Homework 7. Linear Model Selection and Regularization: House Prices
Introduction
This assignment is based on the House Prices: Advanced Regression Techniques Kaggle competition. The goal is to predict the sale price of a house based on its features.
Data Preprocessing
Load Data
train = pd.read_csv('House Prices.csv')
Drop unnecessary columns
train.drop("Id", axis = 1, inplace = True)
One-hot encode categorical variables
train = pd.get_dummies(train)
Impute missing values
train.replace('NaN', np.nan, inplace=True)
train = train.fillna(train.median())
Make sure there are no missing values left:
assert train.isnull().sum().sum() == 0
Split data
from sklearn.model_selection import train_test_split
X = train.drop(['SalePrice'], 1)
y = train.SalePrice
X_train, X_test, y_train, y_test = train_test_split(X, y, test_size=0.30, random_state=42)
Simple Linear Regression
Fit and Predict
from sklearn.linear_model import LinearRegression
regr = LinearRegression()
regr.fit(X_train, y_train)
y_pred = regr.predict(X_test)
Evaluate
from sklearn.metrics import mean_squared_error
meanSquaredError=mean_squared_error(y_test, y_pred)
rootMeanSquaredError = np.sqrt(meanSquaredError)
print("RMSE:", rootMeanSquaredError)
The result RMSE is about 23658, quite a large error. Let's see how regularization can help.
Regularization
Lasso Regression
from sklearn import linear_model
lasso = linear_model.Lasso(alpha = 0.000001)
lasso.fit(X_train, y_train)
y_pred = lasso.predict(X_test)
meanSquaredError=mean_squared_error(y_test, y_pred)
rootMeanSquaredError = np.sqrt(meanSquaredError)
print("RMSE:", rootMeanSquaredError)
The result RMSE is about 23839, still a large error. Let's try different values of alpha.
alpha_vals = np.arange(0.01, 5, .01)
iter_coefs = pd.DataFrame(columns = ['alpha', 'col', 'coef'])
iter_train_perf = []
iter_test_perf = []
for alpha in alpha_vals:
clf = linear_model.Lasso(alpha = alpha)
clf.fit(X_train, y_train)
y_hat_train = clf.predict(X_train)
y_hat_test = clf.predict(X_test)
rmse_train = mean_squared_error(y_train, y_hat_train) ** 0.5
rmse_test = mean_squared_error(y_test, y_hat_test) ** 0.5
iter_train_perf.append(rmse_train)
iter_test_perf.append(rmse_test)
dd = pd.DataFrame({'col': X_train.columns, 'coef': clf.coef_})
dd['alpha'] = alpha
iter_coefs = iter_coefs.append(dd, sort = False)

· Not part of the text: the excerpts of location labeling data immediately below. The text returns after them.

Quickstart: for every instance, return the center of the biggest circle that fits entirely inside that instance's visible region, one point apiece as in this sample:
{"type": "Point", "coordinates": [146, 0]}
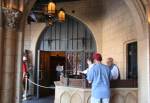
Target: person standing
{"type": "Point", "coordinates": [99, 75]}
{"type": "Point", "coordinates": [114, 69]}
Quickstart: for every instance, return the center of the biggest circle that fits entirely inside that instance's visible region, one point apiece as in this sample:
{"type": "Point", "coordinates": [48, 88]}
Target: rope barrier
{"type": "Point", "coordinates": [40, 85]}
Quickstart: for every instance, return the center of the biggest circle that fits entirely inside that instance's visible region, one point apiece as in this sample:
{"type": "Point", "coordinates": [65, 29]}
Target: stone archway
{"type": "Point", "coordinates": [143, 39]}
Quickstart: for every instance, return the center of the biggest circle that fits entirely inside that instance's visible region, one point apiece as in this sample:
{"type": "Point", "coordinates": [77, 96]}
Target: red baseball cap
{"type": "Point", "coordinates": [97, 56]}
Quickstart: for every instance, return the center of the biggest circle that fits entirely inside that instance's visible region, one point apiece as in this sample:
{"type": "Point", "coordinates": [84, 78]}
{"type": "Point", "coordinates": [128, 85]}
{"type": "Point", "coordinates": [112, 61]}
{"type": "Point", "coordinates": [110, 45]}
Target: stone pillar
{"type": "Point", "coordinates": [18, 91]}
{"type": "Point", "coordinates": [11, 19]}
{"type": "Point", "coordinates": [1, 38]}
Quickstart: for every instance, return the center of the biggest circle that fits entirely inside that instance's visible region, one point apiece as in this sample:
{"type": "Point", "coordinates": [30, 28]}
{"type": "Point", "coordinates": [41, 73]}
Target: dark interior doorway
{"type": "Point", "coordinates": [47, 66]}
{"type": "Point", "coordinates": [70, 42]}
{"type": "Point", "coordinates": [132, 66]}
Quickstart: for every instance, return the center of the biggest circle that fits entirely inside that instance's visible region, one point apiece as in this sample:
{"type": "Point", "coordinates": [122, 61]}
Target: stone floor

Unfortunately, the RMSE is still quite large even with different values of alpha. Let's see if Ridge Regression can do better.
Ridge Regression
from sklearn import linear_model
alpha_vals = np.arange(0.1, 200, 1)
iter_coefs = pd.DataFrame(columns = ['alpha', 'col', 'coef'])
iter_train_perf = []
iter_test_perf = []
for alpha in alpha_vals:
clf = linear_model.Ridge(alpha = alpha)
clf.fit(X_train, y_train)
y_hat_train = clf.predict(X_train)
y_hat_test = clf.predict(X_test)
rmse_train = mean_squared_error(y_train, y_hat_train) ** 0.5
rmse_test = mean_squared_error(y_test, y_hat_test) ** 0.5
iter_train_perf.append(rmse_train)
iter_test_perf.append(rmse_test)
dd = pd.DataFrame({'col': X_train.columns, 'coef': clf.coef_})
dd['alpha'] = alpha
iter_coefs = iter_coefs.append(dd, sort = False)

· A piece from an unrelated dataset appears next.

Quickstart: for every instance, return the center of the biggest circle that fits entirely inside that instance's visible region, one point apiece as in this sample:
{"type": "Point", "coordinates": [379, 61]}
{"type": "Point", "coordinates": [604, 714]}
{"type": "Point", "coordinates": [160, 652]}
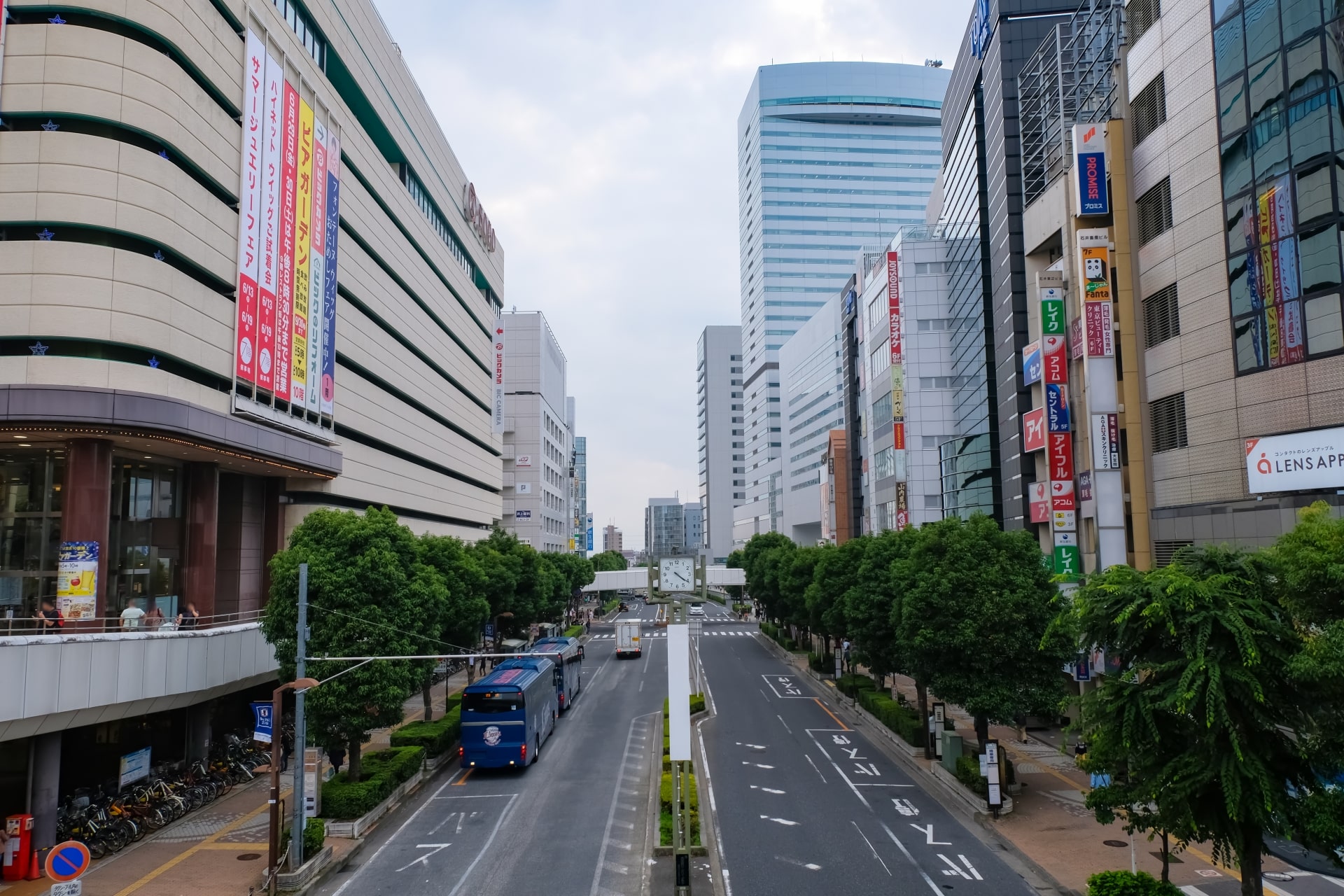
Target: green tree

Although the trend is clearer, the RMSE is still quite large (in fact, it's even larger than Lasso Regression).
Discussion
We tried to predict house prices using a Kaggle dataset. First, we cleaned up the data by removing unnecessary columns, changing categories to numbers, and filling in missing values. We started with a basic linear model, but the error was quite high (RMSE around 23658).
To improve, we used Lasso regression, adjusting its strength (alpha). But, the error remained high across different alphas. Ridge regression was next, and while we could see some patterns when changing alpha, the error was still too high — sometimes even worse than with Lasso.
In short, neither Lasso nor Ridge gave us better results than the simple model. Future steps could include tweaking the features, trying different models, or combining models together.